U.S. Marines and Australian and Indonesian troops wrapped up three weeks of disaster relief training Wednesday in Indonesia and northern Australia, according to the Marines’ commander.
Exercise Crocodile Response was the first of several drills for Marine Rotational Force – Darwin during a seven-month training mission Down Under, Col. Brendan Sullivan, the rotational force commander, told Stars and Stripes by phone Wednesday.
During the exercise, U.S. Ambassador to Australia Caroline Kennedy flew over the Northern Territory May 17 with Sullivan in an MV-22B Osprey tiltrotor during a visit to the rotational force.

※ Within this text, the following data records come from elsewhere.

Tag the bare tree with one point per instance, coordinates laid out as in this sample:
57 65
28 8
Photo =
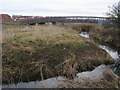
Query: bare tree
114 14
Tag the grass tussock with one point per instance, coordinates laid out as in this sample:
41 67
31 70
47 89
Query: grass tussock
103 35
40 52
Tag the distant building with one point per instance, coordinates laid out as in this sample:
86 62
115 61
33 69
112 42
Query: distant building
20 17
5 17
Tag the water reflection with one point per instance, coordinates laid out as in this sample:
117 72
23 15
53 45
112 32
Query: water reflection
114 54
84 34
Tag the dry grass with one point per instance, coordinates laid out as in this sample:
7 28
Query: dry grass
40 52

Kennedy, the daughter of President John F. Kennedy, a World War II veteran who commanded a patrol torpedo boat in the Pacific, is becoming a frequent flier. She also flew on Feb. 28 over the Australian state of Victoria in a two-seat Australian air force F/A-18F Super Hornet.
Crocodile Response “allows Australia, the US and Indonesia to cooperate effectively in times of natural disaster,” Australian navy Capt. Mitchell Livingstone, commander of the Australian Northern Command Headquarters, said in a May 16 statement.
The 2,500 Marines of the rotational force, the 12th contingent since 2012, began arriving in Darwin in March.
A force of 200 Marines, 70 Australian soldiers and 30 Indonesian troops spent the past week at the Mount Bundey Training Area, south of Darwin, practicing skills they would need coming to the aid of an island hit by a typhoon, he said.
That involved coordinating with international partners and government agencies, producing clean water, clearing transportation routes and establishing camps for displaced people, he said.
Indonesian and Australian forces do more international disaster relief than the Marines, Sullivan said, but added that such operations are the rotational force’s most likely real-world mission.
The Marines’ Osprey aircraft were essential to disaster relief training, he said. The twin-engine craft flies long distances like a conventional fixed-wing plane but hovers, ascends and descends like a helicopter.
“It creates incredible reach,” Sullivan said. “We can get to places fast with the Ospreys.”